Monday, August 6, 2012

Holy Ground


August 5, 2012

Mission Letter

This week one of our young missionaries didn’t wake up in the morning.  Elder Jesse Kingston passed away sometime in the middle of the night.  His older brother, Charlie, was also serving here in our mission.  Charlie was devastated, as you can imagine.  Their family lives in Layton, not too far for them to come be with Charlie in a short time.  In the meantime, our young missionary coordinators, Elder and Sister Brandon, and our mission president and his wife, President and Sister Peterson, were with him and with Jesse’s companion, Elder Hurd.  Our young elders are shaken, as you can imagine.  It was particularly unexpected for everyone in the mission to lose one so young.

This all happened Friday, the 5th of August, on my son-in-law’s birthday.  I was leaving after work to spend the weekend with the Hardins so I have not heard the final plans, but on Friday there was a discussion about a possible meeting Sunday night for all the young elders to comfort them and strengthen them and answer their questions.  They were also considering allowing the young missionaries to attend Jesse’s funeral.  The Salt Lake Temple has been closed for maintenance and the missionaries have been traveling in mission vans to various other temples while it is closed.  They will employ the same system to get all the young men that want to be there to the funeral.  I think it will be a large number (we have about 70).  It was very touching all day Friday to see the young elders embrace and sometimes shed tears when they met.  They are a close group, kind of like a small branch where everyone knows everyone.

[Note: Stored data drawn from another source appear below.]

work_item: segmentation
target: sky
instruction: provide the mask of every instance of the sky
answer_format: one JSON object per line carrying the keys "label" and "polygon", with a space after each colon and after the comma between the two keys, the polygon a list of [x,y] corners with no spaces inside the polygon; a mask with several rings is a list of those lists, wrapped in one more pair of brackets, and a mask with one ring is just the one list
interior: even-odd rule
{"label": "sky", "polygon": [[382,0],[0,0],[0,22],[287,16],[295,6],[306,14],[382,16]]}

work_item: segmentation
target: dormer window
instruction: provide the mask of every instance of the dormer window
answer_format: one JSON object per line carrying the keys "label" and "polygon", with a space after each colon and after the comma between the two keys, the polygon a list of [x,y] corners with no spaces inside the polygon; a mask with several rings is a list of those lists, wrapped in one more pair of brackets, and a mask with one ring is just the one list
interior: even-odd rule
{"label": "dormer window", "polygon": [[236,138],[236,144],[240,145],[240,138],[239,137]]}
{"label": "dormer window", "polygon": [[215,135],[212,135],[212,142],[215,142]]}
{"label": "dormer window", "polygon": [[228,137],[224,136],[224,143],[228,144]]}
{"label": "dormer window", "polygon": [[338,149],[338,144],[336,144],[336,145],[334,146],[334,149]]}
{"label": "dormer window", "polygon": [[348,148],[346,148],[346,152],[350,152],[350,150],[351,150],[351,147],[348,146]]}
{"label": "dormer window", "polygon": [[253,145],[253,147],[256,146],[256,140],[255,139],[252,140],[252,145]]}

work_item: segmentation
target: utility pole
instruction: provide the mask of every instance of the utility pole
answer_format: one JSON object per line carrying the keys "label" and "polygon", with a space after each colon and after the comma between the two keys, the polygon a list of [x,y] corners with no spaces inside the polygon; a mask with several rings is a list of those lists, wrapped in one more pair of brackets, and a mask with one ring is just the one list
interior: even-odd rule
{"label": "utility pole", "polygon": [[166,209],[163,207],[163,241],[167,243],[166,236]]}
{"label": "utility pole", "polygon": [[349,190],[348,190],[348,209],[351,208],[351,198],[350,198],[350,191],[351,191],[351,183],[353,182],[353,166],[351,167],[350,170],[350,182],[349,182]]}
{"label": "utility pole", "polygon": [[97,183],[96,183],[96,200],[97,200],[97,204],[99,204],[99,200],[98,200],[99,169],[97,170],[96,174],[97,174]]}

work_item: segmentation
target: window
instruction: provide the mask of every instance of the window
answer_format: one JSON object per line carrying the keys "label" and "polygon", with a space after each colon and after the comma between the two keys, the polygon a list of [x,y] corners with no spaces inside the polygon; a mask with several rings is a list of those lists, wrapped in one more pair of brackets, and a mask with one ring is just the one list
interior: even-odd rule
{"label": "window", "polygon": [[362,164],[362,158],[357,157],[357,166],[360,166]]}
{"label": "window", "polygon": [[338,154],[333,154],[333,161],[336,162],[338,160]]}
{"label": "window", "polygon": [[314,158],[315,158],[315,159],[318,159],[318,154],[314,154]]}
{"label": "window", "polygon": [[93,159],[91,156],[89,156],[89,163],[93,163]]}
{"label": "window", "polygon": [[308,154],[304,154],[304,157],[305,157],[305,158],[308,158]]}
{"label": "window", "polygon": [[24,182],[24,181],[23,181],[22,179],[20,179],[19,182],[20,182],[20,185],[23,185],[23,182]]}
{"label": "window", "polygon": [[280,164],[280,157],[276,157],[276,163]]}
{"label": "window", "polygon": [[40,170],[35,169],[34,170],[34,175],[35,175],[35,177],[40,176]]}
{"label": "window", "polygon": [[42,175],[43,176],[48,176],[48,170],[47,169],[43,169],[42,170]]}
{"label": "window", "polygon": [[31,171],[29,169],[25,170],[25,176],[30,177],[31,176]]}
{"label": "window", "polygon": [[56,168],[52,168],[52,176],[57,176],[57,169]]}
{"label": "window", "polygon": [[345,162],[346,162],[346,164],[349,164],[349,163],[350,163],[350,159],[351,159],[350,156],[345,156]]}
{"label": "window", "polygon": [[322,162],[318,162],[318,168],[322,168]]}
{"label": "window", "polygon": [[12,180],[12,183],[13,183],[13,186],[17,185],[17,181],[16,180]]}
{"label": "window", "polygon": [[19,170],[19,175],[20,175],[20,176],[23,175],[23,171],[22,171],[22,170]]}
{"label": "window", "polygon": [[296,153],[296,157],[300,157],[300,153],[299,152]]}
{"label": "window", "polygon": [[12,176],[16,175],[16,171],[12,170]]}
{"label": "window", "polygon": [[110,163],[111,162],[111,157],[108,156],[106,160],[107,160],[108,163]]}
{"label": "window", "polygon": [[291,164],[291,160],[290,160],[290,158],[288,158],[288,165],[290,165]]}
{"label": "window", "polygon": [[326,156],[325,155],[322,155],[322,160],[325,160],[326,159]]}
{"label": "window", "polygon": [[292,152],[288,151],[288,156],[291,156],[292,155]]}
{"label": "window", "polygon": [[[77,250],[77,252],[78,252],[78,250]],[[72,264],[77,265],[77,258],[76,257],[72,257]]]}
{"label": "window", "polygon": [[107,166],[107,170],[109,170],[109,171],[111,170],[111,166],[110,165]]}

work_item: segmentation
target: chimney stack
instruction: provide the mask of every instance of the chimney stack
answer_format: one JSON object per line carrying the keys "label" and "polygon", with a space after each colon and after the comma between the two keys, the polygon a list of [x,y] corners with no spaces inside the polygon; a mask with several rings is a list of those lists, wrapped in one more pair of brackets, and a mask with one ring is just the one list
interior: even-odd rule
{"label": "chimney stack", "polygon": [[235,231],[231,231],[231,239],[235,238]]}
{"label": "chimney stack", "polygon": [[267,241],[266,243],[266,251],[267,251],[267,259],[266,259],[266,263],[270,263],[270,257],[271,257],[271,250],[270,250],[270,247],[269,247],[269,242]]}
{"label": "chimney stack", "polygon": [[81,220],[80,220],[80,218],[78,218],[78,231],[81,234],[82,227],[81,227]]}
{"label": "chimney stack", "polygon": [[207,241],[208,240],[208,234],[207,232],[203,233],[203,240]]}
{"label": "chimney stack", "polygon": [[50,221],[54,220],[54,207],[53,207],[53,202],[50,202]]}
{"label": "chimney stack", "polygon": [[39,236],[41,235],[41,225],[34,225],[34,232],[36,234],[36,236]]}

I have not worried about Elder Jesse Kinston.  As his mother said when she arrived, what better place for him to be when he was called home to his Heavenly Father than here serving his mission?  He was happy here and enjoying success in serving. We know he is in a wonderful place, excited about all he is seeing and learning.  It is his brother and the rest of his family I feel so much empathy for.  There is no way to lose someone you love without pain.  However, I know they will draw strength and comfort from their belief that he lives on, that he is happy, and that they will be with him again someday, never to be parted from him again. And nothing comforts like the Comforter.  This I know.

Charlie was finishing his mission in August anyway and going to be released at the end of the month.  He and President Peterson talked it over and decided he would leave with his mother and help her with the funeral.  I spoke to a man from their ward (on the phone) who said they had another brother on a mission out of the country.  They were trying to work out how to reach him and let him know about Jesse. 

As sad as all of this has been, I have felt once again that I walk on holy ground here.  There is so much brotherly love and kindness between the young missionaries and between their leaders and them.  The gospel of Jesus Christ makes good men and women better.  It is evidence to me that the gospel is good and therefore true.